O Poder da Sofia - VI

O Poder da Sofia - VI


Vivia de escrita jornalística e agora queria experienciar a carreira de escritor. Fui à  casa da Sofia pelas 7h da noite, não a avisei e fui mal recebido. A ideia de eliminação de fronteiras para convivência não incluía invasão de privacidade, principalmente, à noite.


Depois de um olhar de cão arrependido, ela recebeu o presente que ainda estava pendurado na minha mão, castanha de cajú. Demo-nos um beijo de reconciliação e caminhámos para a cozinha. Havia uma novidade na flat da Sofia, na cozinha e na casa de banho havia também um aparelho de som. Antes de perguntar ela disse-me que não sabia porquê. Mas não colocou no quarto porque ao dormir não precisa de som. E ao copular não precisa de excitação externa. 



O celular tocou, era a Hanifa. Receei em atender. Cancelei a chamada. A Sofia examinou-me e por fim perguntou - Namorada? Conversámos sobre mim e desaguamos no momento de sexo a três ocorrido noutra noite com as amigas. Confessei que gostara dos gemidos da Sara e que o rabo da Neide era um quadro de arte, mas não muito útil no acto. Rimo-nos e a Sofia comeu a castanha de cajú. Mastigou forte e cuspiu uma parte na palma da mão dizendo em simultâneo que a Neide gostou do meu espermatozóide e, por isso, engoliu-o. Levantei com mão direita no centro do peito e agachei meneando a cabeça para baixo por três vezes. Ela aproximou-se da lata de lixo e deixou escapar o exemplar de esperma. 



Cozinhei para Sofia enquanto ela lia poemas de José Craveirinha. Pela cozinha podia ouvir os delírios de leitura a embriagar o imaginário dela. Tirei o livro  e convidei-a para cozinha. Pediu que eu a servisse. Obedeci. Durante o jantar falámos do artigo da Hanifa e achei a discussão, um pouco vívida. A Sofia contrapôs o argumento da Hanifa sobre violência doméstica. A Hanifa tinha histórias e a Sofia tinha o histórico das histórias. Mas não aceitou fazer parte da matéria. Silenciou-me contra a parede e tirou uma gravata do seu bolso e amarrou-a no meu pescoço puxando-me para o quarto.

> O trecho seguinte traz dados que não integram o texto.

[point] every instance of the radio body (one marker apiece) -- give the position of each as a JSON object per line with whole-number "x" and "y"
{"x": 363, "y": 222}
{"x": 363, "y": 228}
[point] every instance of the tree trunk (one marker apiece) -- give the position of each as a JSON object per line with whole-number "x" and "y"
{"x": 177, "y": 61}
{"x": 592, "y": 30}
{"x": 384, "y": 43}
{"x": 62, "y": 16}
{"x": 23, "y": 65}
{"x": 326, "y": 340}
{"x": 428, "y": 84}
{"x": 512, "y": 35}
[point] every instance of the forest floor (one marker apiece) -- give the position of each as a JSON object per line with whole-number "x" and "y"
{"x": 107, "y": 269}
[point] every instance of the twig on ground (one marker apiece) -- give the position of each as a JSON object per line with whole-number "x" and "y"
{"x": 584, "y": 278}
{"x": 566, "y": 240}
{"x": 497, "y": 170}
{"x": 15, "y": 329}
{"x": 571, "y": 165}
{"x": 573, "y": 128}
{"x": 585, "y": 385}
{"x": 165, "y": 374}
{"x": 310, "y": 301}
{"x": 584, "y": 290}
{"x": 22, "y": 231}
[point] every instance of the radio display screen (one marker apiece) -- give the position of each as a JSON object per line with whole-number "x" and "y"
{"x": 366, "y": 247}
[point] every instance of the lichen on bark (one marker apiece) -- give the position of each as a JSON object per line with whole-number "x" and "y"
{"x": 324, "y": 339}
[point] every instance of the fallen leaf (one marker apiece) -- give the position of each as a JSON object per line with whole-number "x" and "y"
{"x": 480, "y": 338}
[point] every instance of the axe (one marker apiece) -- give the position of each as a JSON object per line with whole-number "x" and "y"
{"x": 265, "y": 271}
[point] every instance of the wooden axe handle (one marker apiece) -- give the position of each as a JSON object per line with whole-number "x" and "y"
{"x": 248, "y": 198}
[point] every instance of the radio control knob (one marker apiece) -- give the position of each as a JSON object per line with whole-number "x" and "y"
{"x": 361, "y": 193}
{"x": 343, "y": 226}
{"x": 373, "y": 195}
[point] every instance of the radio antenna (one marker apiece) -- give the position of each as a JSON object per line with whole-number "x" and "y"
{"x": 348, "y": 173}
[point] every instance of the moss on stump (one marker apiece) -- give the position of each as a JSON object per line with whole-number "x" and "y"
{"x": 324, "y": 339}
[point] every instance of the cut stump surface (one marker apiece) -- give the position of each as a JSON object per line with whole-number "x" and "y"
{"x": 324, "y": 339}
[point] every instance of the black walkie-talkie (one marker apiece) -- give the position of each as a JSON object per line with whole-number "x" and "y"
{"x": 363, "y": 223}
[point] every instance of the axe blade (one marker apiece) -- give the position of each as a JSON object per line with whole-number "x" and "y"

Era uma noite fria e os últimos acontecimentos também emergiam uma frieza comportamental. Pelo menos já não queria obedecer apenas o instinto. Queria um plano que me desse um caminho. Desabafei. A gravata ainda  estava no meu pescoço e foi usado para escapulir a frieza comportamental. Sob a actividade sexual sendo eu o dominado, respondi algumas perguntas impróprias para quem está a alimentar a esperança com base no coito. Ouvi - Amas a Hanifa? Cada resposta relutante era, para a Sofia, uma glória no acto. Não conseguia responder. Os nervos do raciocínio tinham sido colonizados pelo prazer. 



A Sofia não esperava que eu replicasse a nenhuma pergunta. Queria sentir-se no comando, queria dominar, não apenas como fêmea, mas como uma demostração da arte feminina. Para ela, a cópula deve ter um propósito cúmplice. Decidimos que faríamos juntos o trabalho dela. Precisávamos de um novo destino e de novas pessoas para mostrar paisagens. Agora perguntava-me de novo se eu amava Hanifa. Para Sofia, a Hanifa era uma pessoa normal e não devia se entregar ao meu mundo.


Frustrar-se-ia. A sua vida acabaria resumida no fracasso. A sociedade precisa da Hanifa e eu preciso de ti. - Disse a Sofia.